Unlike the Korean and Japanese DVD versions, this version is anamorphic widescreen, a first for this film. The original film was shot in open matte format, but unfortunately all DVD releases have been cropped for vista format (i.e. 16:9). Actually I’m pretty amazed at how Eastern Star/Discotek has handled the video, especially as it’s been sourced from poor composite video masters. It looks pretty darn amazing considering. Unfortunately like all DVD versions so far, a small segment at the end of "Presence", where the picture fades to black and the flapping of wings can be heard for 30 seconds afterward, is missing. Not sure why this is the case. I suspect it’s an error from the original mastering of the 2001 Japanese DVD which has carried on to all other versions.
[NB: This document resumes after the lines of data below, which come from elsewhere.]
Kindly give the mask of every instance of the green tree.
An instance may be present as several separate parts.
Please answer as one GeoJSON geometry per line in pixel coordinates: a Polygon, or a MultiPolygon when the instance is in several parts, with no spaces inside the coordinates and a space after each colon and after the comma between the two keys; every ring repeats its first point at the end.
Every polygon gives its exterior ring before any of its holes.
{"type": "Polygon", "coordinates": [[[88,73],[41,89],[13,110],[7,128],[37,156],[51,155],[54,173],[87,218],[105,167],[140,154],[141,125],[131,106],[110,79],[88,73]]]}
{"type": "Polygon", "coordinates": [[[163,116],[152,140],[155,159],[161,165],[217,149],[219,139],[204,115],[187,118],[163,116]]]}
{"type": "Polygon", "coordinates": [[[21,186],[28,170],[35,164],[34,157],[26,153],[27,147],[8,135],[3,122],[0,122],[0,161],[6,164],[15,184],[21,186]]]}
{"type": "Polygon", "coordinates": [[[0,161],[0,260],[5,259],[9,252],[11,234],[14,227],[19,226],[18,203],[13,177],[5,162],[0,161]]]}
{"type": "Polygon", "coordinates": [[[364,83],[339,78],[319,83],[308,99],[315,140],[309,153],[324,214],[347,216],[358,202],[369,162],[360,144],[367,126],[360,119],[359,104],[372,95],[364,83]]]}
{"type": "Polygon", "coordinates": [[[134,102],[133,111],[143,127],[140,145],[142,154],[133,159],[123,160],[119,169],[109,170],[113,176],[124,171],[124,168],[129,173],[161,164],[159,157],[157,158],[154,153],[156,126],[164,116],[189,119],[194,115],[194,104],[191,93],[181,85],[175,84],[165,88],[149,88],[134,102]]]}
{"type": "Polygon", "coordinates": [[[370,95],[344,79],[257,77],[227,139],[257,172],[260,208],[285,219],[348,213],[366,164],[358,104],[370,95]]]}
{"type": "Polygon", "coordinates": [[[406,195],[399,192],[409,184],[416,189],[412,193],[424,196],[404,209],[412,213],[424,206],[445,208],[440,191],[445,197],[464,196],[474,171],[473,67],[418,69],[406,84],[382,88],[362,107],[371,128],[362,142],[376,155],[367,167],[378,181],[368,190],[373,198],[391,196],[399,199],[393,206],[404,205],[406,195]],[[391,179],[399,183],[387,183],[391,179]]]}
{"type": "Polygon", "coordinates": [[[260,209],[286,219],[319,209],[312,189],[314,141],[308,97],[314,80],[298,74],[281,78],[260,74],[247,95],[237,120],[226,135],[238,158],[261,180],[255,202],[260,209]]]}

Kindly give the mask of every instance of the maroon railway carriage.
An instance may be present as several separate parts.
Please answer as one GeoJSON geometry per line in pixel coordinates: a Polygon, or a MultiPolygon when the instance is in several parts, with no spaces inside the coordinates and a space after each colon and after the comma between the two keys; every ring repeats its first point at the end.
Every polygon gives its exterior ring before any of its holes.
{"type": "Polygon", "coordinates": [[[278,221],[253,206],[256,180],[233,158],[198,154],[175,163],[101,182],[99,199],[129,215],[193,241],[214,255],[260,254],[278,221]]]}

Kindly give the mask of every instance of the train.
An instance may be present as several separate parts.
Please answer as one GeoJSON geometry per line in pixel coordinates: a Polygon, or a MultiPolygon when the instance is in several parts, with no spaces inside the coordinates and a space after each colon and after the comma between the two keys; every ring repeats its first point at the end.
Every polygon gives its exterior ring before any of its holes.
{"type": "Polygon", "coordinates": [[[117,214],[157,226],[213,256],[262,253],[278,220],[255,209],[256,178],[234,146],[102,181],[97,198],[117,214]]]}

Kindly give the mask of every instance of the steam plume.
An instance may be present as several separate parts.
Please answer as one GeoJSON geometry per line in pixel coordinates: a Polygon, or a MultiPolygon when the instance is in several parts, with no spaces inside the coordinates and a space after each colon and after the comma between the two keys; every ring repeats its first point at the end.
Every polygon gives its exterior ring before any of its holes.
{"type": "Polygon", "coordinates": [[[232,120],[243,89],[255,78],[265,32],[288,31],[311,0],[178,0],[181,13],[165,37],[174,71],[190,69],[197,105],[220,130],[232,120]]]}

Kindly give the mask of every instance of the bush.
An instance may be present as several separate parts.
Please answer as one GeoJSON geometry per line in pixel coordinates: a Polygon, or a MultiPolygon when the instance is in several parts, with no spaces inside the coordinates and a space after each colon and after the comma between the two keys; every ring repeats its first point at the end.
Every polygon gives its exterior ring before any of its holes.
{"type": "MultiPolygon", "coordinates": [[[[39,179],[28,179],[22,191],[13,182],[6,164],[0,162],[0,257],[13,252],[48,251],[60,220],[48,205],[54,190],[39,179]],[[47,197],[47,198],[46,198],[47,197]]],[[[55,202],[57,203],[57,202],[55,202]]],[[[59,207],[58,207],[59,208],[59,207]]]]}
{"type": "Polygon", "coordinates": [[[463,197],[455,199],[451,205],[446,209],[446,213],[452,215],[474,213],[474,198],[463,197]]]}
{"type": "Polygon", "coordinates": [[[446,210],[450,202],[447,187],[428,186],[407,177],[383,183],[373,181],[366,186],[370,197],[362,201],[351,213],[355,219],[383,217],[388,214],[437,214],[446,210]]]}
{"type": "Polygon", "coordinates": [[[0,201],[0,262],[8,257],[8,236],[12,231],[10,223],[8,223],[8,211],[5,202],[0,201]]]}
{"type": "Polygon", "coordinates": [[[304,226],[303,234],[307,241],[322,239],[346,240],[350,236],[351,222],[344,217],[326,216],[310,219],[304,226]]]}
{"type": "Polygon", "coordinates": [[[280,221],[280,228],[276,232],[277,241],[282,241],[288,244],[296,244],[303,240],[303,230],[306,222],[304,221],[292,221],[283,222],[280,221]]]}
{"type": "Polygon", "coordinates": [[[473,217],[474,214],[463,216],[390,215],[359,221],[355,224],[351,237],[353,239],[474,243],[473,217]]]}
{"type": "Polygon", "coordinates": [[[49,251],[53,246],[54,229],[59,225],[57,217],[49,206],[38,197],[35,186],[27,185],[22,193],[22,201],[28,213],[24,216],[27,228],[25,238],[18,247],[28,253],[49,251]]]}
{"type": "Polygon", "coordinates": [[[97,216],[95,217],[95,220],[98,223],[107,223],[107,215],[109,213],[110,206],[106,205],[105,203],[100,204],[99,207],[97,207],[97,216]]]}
"Robot Carnival" is an amazing film from an era of Japanese animation which we will probably never see the likes of again. Even though one or two of the shorts might be of lesser quality, the film as a whole package is pretty astounding. Besides Studio 4°C's small output, there are very few experimental films or even regular anime made now days that hasn't been thoroughly market researched and has planned otaku themed merchandise as a tie in. Also the animation quality in this film is absolutely amazing, even though filming artefacts are apparent throughout the film. In 2001 when Japanese studio A.P.P.P. made its debut into the US market with the label Super Techno Arts, it sourced ideas from American anime fans about which directors it should use for a planned sequel to the original film. Unfortunately it was never realised which I think is a real shame. While the Eastern Star/Discotek version doesn’t have the 100 page booklets about the making of the film like the old Japanese and Korean DVD versions, it’s still a worthwhile purchase as the video and subtitles are far superior to those versions. 8 out of 10.

Remaining Backlog: Seven series, 18 movies, five OVAs also waiting for second parts for two shows to be released before viewing them.